E já que falámos do Alto do Seixalinho, vamos ao concelho do Seixal, assim chamado por causa dos inúmeros seixos encontrados nas praias ribeirinhas adjacentes. Curiosidade histórica: sabia que foi no Seixal que Vasco da Gama e o seu irmão Paulo construíram as naus que os levaram às Índias? Aposto que pouca gente sabe que foi no Seixal que começou uma das maiores proezas dos descobrimentos. Podemos mesmo dizer que o Seixal é parte fundamental na génese da globalização. Penso até que o próprio Vasco da Gama queria mudar o nome de Goa para “Novo Seixal”, mas não deixaram. Hoje em dia o maior motivo de orgulho dos seus 30 mil habitantes é ter lá a Academia do Benfica. Orgulho ou vexame, depende do ponto de vista. Foi violentamente afectado pelo terramoto de 1755, mas os bravos seixalenses arregaçaram as mangas e há 100 anos o Seixal era o principal centro corticeiro do país. Ena. Dos seixalenses, que etnicamente são semelhantes aos almadenses, tenho uma recordação engraçada. Antigamente só haviam barcos para o Seixal durante a semana (o Vasco da Gama adoptou a semana inglesa, portanto), e eram apanhados no extinto cais da Praça do Comércio, no mesmo sítio dos barcos do Montijo. Um Domingo vinha eu a voltar de Lisboa e estavam dois jovens casais de seixalenses no barco comigo, a pensar que estavam a ir para o Seixal. Disse-lhes que não, que só havia ligação ao Seixal no dia seguinte e eles ficaram meio sem saber o que fazer. Como bom samaritano que sou meti-os numa camioneta para o Barreiro e disse-lhes para fazer daí a ligação ao seu tão amado Seixal. Já nesse tempo era eu um gajo muito fixe e prestável. E bonito, também.
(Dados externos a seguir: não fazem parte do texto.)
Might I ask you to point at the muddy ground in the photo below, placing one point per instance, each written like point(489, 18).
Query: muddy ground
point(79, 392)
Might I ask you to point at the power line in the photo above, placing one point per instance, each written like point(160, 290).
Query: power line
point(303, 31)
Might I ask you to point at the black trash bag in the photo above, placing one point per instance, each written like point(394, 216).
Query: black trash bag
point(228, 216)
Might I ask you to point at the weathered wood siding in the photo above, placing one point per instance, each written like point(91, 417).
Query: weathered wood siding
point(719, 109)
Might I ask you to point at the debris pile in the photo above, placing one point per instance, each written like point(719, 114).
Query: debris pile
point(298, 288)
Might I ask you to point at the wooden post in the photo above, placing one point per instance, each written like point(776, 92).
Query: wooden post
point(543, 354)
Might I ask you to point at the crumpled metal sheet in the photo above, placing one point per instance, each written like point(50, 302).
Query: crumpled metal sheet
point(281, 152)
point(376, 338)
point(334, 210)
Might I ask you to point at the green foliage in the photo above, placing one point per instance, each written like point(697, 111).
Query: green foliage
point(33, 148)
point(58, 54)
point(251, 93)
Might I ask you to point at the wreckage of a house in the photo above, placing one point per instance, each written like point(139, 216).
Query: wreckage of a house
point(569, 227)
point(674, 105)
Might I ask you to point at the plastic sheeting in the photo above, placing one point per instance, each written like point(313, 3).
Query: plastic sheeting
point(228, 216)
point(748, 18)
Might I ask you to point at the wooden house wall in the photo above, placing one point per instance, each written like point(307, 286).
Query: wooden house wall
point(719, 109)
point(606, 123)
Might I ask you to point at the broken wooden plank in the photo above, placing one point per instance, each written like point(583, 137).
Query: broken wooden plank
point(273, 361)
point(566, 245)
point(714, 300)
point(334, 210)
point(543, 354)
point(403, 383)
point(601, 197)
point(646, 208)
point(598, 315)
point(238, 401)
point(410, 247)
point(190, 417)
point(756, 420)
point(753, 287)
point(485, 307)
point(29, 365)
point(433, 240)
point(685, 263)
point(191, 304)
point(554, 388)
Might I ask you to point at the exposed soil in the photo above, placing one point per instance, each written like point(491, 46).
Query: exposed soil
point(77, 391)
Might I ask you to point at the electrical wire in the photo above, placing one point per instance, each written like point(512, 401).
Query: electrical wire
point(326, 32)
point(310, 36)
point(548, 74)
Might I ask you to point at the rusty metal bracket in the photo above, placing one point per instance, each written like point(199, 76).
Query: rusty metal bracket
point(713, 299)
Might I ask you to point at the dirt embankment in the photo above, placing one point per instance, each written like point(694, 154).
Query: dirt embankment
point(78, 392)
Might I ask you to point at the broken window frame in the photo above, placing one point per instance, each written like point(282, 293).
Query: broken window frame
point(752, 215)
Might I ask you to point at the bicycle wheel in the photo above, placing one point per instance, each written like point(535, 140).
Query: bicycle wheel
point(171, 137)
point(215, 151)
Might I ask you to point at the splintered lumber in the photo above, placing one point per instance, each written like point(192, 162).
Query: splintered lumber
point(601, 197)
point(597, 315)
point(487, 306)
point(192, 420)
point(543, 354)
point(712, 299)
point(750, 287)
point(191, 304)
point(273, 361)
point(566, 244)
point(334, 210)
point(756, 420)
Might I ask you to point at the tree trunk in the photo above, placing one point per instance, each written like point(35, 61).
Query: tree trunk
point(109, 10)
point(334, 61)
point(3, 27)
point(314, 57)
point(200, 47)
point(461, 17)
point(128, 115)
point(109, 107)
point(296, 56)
O concelho do Seixal é riquíssimo em freguesias com nomes engraçados, e cuja origem aguça a curiosidade. Assim temos a Aldeia de Paio Pires, que levou o nome do conquistador medieval Paio Peres Correia, que tem honras de estátua no centro da localidade e tudo. Este pelo menos tem uma explicação mais ou menos plausível para o nome de “paio pires”, e não tem nada a ver com um enchido e um pratinho. Além de Paio Pires temos a Amora, um nome fresco e doce, a Arrentela, e uma outra criada por desmantelamento destas três: Fernão Ferro, que como dizia a rábula do Herman José (aquela do “eu é mais bolos”), “é um senhor muito simpático”. Há ainda uma tal localidade chamada Cruz de Pau, na freguesia da Amora. O nome de “Pau” não fica bem em nada, sinceramente. Depois não querem que os brasileiros se riam de nós. Há ainda na Amora um tal Fogueteiro, uma homenagem àquela flatulência matinal mais ruidosa. Finalmente temos a Vila de Corroios, que acreditem ou não, tem mais de 600 anos de história. Corroios, que parece uma adulteração de “correios”, engloba entre outros um sítio chamado Miratejo, que conheço bem, e que apesar do nome bonito não passa de um aglomerado de prédios sem imaginação nenhuma.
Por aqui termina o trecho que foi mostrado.